Nossa Senhora da Assunção e São José


Tito Brandsma, Carmelita

 

Tito Brandsma foi um padre carmelita, professor uni­versitário, escritor, ecumenista, respeitado conferencis­ta e jornalista na Holanda.

Foi preso em 19 de Janeiro de 1942 por falar contra o regime nazista e trabalhar para alinhar os jornais católicos do país com os ensinamentos da Igreja sobre o nazis­mo.

Na época, o regime nazista ocupava a Holanda, terra natal do frei Tito, e tentava alinhar seu povo com o dogma nazista. Brandsma foi finalmente morto no campo de concentração de Dachau em 26 de julho de 1942.

“Esta é uma notícia que esperáramos há muito tempo e que vem como resultado do reconhecimento da Igreja da santidade e testemunho de Tito Brandsma”, disse o Padre Míceál O'Neíll, O. Carm., Prior-geral da Ordem Carmelita. “É significativo que tenhamos esta celebração em um momento em que a verdade e a integridade estão sofrendo seriamente nos grandes conflitos que agora ameaçam a paz do mundo”.

Como professor, conferencista e jornalista, Brands­ma era bem conhecido na Holanda e tinha-se manifestado contra a filosofia nazista nas suas aulas e discur­sos, antes e durante a Segunda Guerra Mundial.

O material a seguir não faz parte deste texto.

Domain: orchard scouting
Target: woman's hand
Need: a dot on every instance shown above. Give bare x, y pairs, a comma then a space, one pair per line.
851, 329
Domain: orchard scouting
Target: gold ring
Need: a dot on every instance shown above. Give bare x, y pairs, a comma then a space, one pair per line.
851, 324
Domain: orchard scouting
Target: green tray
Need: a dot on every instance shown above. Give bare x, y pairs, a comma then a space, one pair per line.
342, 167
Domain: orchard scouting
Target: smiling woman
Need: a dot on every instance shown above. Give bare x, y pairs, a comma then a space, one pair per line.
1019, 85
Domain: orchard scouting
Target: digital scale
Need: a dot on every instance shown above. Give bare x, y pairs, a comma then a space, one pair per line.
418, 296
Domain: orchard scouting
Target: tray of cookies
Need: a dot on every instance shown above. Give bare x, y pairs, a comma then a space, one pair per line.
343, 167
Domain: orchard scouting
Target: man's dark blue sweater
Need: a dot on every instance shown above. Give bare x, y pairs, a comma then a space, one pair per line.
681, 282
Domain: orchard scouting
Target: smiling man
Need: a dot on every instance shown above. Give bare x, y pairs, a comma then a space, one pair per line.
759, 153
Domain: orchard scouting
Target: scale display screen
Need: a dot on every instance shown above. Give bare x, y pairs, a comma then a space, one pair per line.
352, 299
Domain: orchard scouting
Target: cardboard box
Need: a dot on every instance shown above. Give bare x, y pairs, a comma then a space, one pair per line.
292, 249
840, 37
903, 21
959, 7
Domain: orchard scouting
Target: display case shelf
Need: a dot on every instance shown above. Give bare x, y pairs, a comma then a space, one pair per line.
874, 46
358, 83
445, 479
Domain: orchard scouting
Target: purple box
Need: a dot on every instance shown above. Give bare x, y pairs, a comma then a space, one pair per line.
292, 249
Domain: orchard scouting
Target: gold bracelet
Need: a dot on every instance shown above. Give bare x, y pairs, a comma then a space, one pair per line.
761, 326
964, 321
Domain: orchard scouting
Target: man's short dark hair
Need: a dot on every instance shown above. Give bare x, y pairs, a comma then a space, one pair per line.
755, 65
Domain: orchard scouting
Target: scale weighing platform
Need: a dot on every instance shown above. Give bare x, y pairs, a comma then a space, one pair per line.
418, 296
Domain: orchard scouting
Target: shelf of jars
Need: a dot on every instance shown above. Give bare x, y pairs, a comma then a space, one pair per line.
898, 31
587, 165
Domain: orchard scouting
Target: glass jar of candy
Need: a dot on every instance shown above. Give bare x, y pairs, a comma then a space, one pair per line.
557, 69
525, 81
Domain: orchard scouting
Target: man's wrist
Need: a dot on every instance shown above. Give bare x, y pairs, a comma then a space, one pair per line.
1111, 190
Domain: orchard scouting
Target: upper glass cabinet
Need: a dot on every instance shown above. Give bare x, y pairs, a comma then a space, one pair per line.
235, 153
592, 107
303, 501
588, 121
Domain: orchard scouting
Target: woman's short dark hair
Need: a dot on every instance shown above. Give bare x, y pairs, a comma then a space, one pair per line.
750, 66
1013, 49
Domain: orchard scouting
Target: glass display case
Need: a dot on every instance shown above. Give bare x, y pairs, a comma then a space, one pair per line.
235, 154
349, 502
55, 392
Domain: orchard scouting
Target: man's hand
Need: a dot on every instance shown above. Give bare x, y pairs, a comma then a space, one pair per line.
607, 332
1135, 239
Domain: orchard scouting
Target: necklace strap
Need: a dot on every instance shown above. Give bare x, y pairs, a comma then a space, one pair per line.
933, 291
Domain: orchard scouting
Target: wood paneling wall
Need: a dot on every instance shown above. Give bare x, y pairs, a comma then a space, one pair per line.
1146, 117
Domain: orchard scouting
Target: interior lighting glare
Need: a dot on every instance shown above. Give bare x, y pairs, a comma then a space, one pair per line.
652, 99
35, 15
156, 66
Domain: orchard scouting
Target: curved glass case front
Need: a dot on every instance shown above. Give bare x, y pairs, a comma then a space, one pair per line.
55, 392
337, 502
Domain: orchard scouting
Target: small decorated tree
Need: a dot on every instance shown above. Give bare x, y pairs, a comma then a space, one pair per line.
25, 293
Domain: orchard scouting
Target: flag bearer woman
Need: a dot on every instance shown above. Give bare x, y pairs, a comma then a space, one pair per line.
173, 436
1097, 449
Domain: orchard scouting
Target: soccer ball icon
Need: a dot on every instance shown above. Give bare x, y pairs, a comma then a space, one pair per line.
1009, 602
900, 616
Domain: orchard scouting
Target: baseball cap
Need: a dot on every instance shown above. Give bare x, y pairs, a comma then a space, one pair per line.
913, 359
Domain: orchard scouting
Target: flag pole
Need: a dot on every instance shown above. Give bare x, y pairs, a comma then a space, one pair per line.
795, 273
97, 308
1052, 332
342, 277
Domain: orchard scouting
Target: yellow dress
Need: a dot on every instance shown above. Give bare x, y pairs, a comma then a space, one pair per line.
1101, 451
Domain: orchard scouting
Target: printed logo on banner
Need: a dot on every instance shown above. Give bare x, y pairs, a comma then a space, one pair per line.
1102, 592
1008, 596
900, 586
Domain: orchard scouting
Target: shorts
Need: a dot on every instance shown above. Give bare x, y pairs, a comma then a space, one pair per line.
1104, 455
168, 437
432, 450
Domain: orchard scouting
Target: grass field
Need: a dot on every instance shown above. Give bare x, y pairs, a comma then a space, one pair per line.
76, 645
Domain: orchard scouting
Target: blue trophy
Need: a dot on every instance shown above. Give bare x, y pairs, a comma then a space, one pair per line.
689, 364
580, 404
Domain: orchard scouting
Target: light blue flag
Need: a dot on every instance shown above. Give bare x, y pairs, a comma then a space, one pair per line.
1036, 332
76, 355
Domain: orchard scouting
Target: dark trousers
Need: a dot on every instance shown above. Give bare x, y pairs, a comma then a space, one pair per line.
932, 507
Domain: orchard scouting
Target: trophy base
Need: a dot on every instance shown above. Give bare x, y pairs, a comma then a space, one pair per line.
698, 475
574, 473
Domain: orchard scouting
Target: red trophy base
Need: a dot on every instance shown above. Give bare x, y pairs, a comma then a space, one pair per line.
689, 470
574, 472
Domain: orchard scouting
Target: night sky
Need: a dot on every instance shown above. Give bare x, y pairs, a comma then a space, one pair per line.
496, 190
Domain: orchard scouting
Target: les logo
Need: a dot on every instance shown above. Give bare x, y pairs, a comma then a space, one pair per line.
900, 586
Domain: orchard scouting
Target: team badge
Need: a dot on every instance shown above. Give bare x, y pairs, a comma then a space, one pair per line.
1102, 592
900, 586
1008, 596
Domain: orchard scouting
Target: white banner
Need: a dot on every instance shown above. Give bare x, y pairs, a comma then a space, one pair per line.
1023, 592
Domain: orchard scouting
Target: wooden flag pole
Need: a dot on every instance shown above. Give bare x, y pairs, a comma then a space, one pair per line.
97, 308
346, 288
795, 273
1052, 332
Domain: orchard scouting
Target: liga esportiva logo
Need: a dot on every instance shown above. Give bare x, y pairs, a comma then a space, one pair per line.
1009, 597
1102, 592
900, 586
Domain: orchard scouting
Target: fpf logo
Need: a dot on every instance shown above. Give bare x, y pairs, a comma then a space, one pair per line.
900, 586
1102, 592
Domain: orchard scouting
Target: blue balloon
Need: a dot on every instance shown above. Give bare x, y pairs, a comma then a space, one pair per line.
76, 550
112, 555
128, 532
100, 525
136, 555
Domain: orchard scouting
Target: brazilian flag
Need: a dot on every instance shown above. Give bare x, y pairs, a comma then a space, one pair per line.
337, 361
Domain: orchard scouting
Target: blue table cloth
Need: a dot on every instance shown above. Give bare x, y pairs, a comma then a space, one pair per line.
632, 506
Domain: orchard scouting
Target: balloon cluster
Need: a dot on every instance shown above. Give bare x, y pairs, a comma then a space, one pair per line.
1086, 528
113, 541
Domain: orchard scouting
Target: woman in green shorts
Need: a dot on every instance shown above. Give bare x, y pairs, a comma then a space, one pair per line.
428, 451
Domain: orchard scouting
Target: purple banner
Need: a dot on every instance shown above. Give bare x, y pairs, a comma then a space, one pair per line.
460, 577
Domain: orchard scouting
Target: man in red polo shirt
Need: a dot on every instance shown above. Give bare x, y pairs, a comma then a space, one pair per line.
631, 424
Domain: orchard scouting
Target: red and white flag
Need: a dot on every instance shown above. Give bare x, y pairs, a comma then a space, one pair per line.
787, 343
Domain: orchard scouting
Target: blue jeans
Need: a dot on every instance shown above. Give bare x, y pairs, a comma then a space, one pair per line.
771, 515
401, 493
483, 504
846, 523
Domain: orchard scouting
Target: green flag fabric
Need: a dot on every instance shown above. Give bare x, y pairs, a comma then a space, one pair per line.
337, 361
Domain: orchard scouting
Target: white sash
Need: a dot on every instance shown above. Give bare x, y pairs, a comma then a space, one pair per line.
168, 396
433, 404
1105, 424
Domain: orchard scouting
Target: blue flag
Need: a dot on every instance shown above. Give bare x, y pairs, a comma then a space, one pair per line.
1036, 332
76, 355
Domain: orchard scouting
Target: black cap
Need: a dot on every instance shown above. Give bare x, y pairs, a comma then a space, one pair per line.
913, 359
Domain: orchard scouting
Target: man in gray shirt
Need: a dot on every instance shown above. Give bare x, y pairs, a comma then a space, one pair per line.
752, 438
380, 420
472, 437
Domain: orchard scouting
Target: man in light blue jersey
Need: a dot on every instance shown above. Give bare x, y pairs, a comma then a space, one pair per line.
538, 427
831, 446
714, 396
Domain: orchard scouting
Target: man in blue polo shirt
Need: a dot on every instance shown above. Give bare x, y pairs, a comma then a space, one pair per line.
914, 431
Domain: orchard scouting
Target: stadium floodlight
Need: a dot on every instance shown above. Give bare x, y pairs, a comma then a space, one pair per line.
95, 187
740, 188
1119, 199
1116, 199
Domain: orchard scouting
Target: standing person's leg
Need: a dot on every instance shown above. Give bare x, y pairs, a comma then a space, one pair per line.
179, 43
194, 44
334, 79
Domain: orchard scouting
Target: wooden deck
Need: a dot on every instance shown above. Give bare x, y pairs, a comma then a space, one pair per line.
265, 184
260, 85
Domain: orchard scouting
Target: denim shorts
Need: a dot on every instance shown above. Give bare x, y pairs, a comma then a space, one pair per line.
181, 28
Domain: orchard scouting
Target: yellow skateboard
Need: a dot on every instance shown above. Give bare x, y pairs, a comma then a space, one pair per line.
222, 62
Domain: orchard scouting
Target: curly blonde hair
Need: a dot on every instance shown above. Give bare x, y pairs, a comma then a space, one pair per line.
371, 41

Como assistente eclesiástico da União de Jornalistas Católicos, visitou editoras católicas, em todo o país, em nome dos bispos católicos para os incentivar a permanecerem firmes contra a impressão de propaganda na­zista.

Como presidente da União das Escolas Católicas, trabalhou para derrubar a exigência nazista de expulsar as crianças judias das escolas. Ignorou os regulamentos nas escolas carmelitas. Protestou ainda, quando o governo cortou os salários dos professores em 40%.

As suas opiniões sobre o nazismo eram bem conhecidas na Holanda e dentro do establishment nazista. Foi apelidado de “o pequeno papagaio-do-mar perigoso”.

Para os Jornalistas católicos, tornou-se um modelo de vocação jornalística, convicção ética e compromisso com a verdade. Por isso, cm 1988, a União Católica In­ternacional de Jornalistas (UCIP) criou o Prêmio Tito Brandsma, que é concedido, a cada três anos, a jornalistas ou organizações que se destacam pelo compromisso com o valor da busca da verdade.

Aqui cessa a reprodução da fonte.